Boundaries also shouldn’t be implemented to try and change a partner.

“It’s not about trying to manipulate the negative stuff,” Preece states. “Accept them for who they are. If they’re not right and you’re not compatible, set them free to meet someone else.”

There are a variety of different ways you can go about setting boundaries. Here are four approaches to get you started:

Begin early

It’s much easier to introduce boundaries at the start of or earlier on in a relationship, rather than years down the road — especially once habits and routines have been established and both partners are more emotionally invested.

But if it’s a little late for that tip, don’t worry. Installing boundaries at any point is still better than imposing upon each other until it frays your bond completely.

Conversation is key

No matter how awkward you might feel talking about your emotions or bringing up trickier subjects, a two-way discussion is vital in boundary setting.

“Communication is key to relationships,” Gabb says, and “you do need to have [conversations], even if they’re really difficult things to talk about, like sex.”

Not only do these discussions help both partners understand the extent and rules of the boundary, but they provide an opportunity to explain why you value a particular boundary.

Plus, 2016 research suggests that couples who check in regularly and open up experience greater relationship satisfaction overall.

These conversations can also help nip concerns in the bud before they boil over into a full-blown argument.

They don’t need to happen every week, either, notes Gabb: “The important thing is that you’re communicating with each other and recognizing when you need to have that conversation.”

Use ‘I’ statements

As the old saying goes, it’s not what you say but how you say it — and this definitely applies to boundaries.

“I think all communication should start with ‘I feel,’” Gabb states. If you lead with superlative or accusatory statements (like “you always” or “you never”), then “you’re going to be hit with a brick wall of ‘That’s not what I think.’”

“Nobody wants to be criticized or rejected,” adds Preece.

And once those defensive barriers come up, it can be hard to get the conversation back on track.

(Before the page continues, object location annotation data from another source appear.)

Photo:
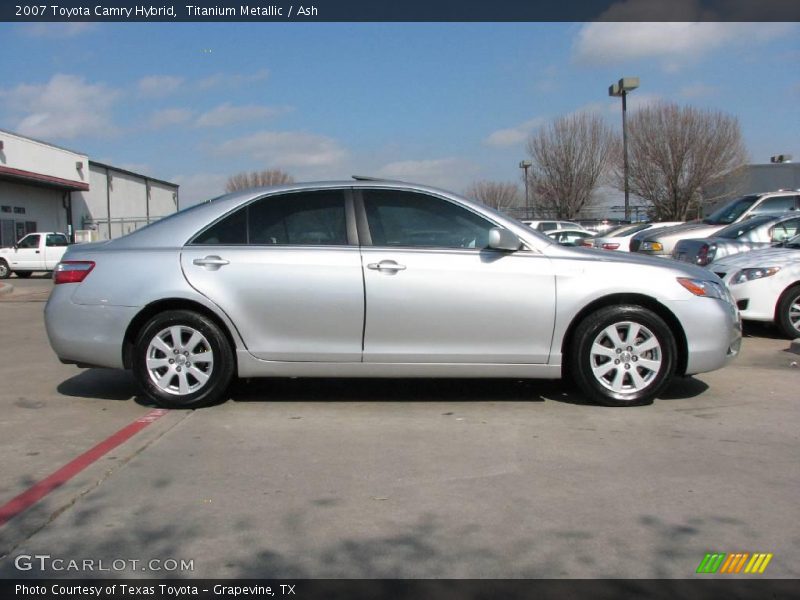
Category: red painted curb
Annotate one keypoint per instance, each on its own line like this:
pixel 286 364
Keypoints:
pixel 40 489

Treat others how you like to be treated, so aim to set boundaries with kindness.

Giving more specific examples can also help support your point and make it seem less of an overarching attack.

It’s OK to ask for space

Whether you’re just starting out with a partner or have been with them for a while, it’s totally acceptable to desire —and ask for — some me time.

“It might be that you have a really demanding job, and you need half an hour of debrief time when you come home where you don’t talk,” Gabb says. “It’s about ‘This is what I need, how can we make it happen?’”

There’s a chance your partner might see this request as a form of rejection, so it’s important to take their feelings into account and explain this isn’t the case.

“Talk about why you need it and why it’s meaningful to you,” suggests Gabb. “Recognize how the other person may feel, and work with them [through] that.”

Having boundaries is an expected and healthy aspect of good relationships — so don’t be afraid to determine where they lie for yourself, for your partner, and as a couple.

Think of them as a framework rather than rigid guidelines.

“Nothing is set in stone. Everything is flexible, and every relationship is different,” Preece says — although it’s always important to remember you should “never do anything just to please someone else. Only do things you want to when you’re ready.”

Events can occur throughout your relationship that’ll cause boundaries to shift, notes Gabb, including:

Ultimately, says Preece, it all comes down to how you handle these changes together: “You deal with it because you’re a team, and you respect each other’s side.”